Do the Asian2Bet Machines Deal Fairly?

 

 

All the recommendations in this article and in its accompanying strategy sheets are based on the assumption that the machines deal fairly, but rumors and hearsay abound in this area. One undisputed fact is that the Gaming Regulations of the State of Nevada, section 14.020, require fair deals. (Specifically, they require a machine that simulates a known manual gambling device like a deck of cards to have the same odds as one would expect from the manual device.) Most other jurisdictions, in the United States anyway, follow the lead of Nevada in this respect.
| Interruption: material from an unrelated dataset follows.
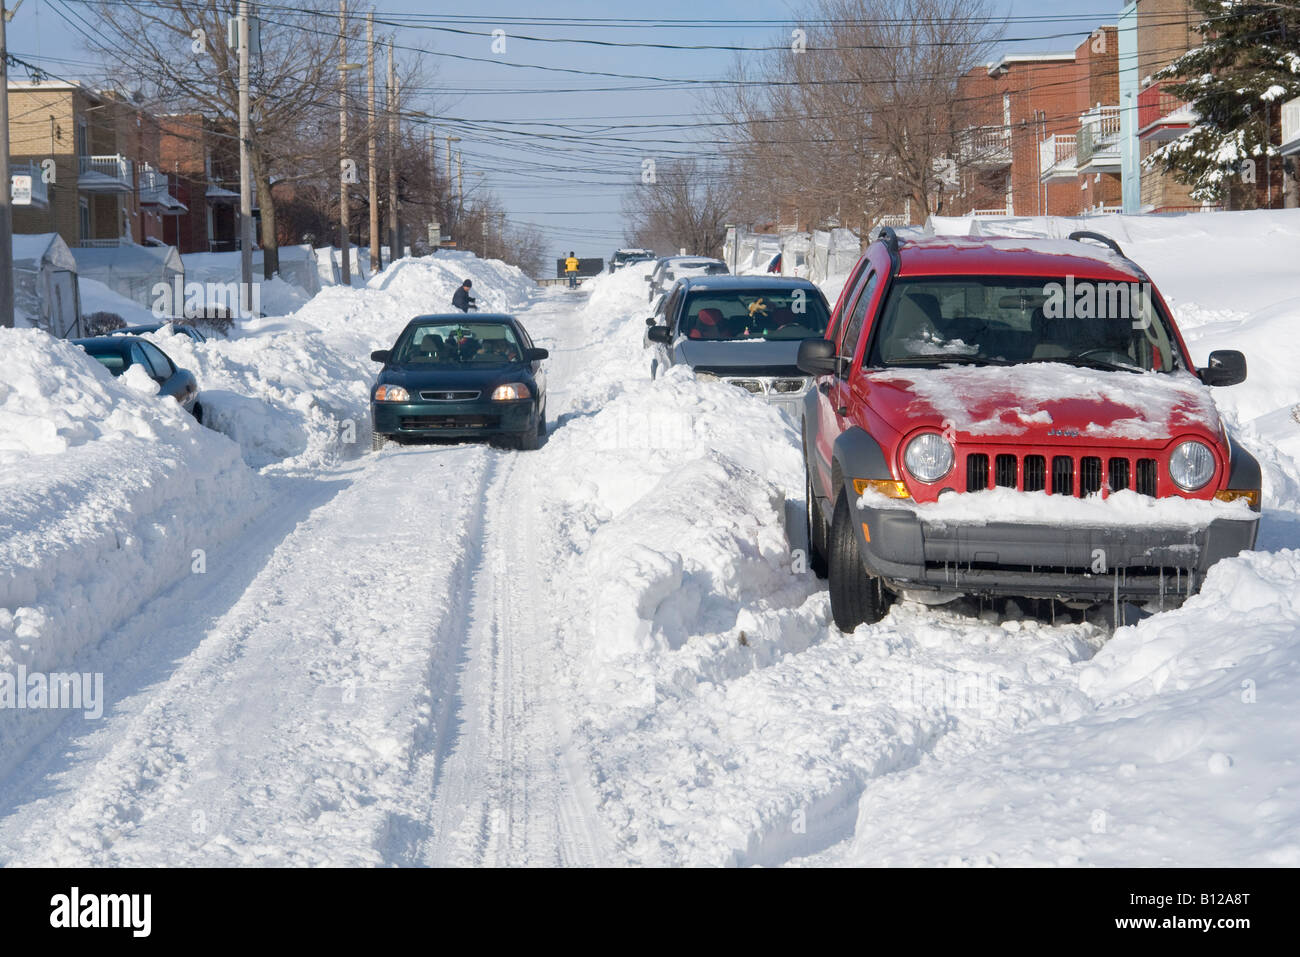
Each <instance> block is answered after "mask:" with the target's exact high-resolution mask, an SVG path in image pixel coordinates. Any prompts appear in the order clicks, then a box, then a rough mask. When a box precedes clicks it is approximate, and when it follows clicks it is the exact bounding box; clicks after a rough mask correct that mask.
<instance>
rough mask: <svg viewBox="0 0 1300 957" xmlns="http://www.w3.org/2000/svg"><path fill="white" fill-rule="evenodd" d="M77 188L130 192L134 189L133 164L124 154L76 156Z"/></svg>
mask: <svg viewBox="0 0 1300 957" xmlns="http://www.w3.org/2000/svg"><path fill="white" fill-rule="evenodd" d="M77 172H78V182H77V189H78V190H81V191H82V192H130V191H131V190H134V189H135V164H134V163H131V161H130V160H129V159H126V157H125V156H117V155H113V156H78V157H77Z"/></svg>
One author (Dan Paymar) reports that the machines can be jumpered to deal unfairly, presumably for use in those jurisdictions that do not have Nevada’s scruples. He reports he has observed machines that apparently cheat even in Nevada, specifically in the case of drawing one card to a four-card straight. He reports finding machines that are much more likely to return a card of the same rank as he discarded than mere chance alone would suggest. In other words, if he discarded a single four, he found he would draw another four about 50% of the time. This is wildly more than the true odds, which are 3 out of 47.

 

“That happens to me all the time,” I can hear you say. I know; it seems like it happens to me all the time, too. But when I actually measure it carefully, the results are always consistent with the true odds. I think the explanation is that when you play video poker, especially when you play fast, you enter a zone where you simply do not notice the normal events. Only the unusual things catch your attention. So when I measure it, I never write down a result either way unless I have picked up the pencil before I drew the card. Thus, I am not unconsciously biasing the results to the event I am more likely to notice–receiving a card of the same rank–rather than to the normal event that may escape my notice. I figure that if I had not noticed that I was drawing to a straight ahead of time and picked up the pencil, I may not have noticed the normal result afterward. But if you have measured it carefully, and still found a cheating machine, I would be interested, send me a note.

 

How exactly do the machines shuffle the deck? Many sources report that the machine is “shuffling continuously” (spinning a random number generator?) while you are dropping coins in it. When you press “deal” or when you drop the fifth coin (I hope it is the latter if you are playing by my first principle above), the entire deck’s shuffle is fixed. There is general agreement that the shuffle remains fixed no matter how much time you take to figure out your discard. This does not necessarily mean that you would have received the same cards regardless of your discard, however. The rumor is that some brands of machines have fixed a different “draw” card under each card in the hand. You get that card “underneath” when you discard, rather than picking your discard from the “top of the deck”. More about Asian2Bet

 

One author, “Keno Lil”, reports that in International Gaming Technology (IGT) machines a chip is used to “shuffle the cards” rather than the microprocessor. She reports that chip performs 1000 shuffles per second. This seems very slow; even a software-based random number spin would run tens to hundreds of times faster. Yet, she is adamant about the “once per millisecond” figure.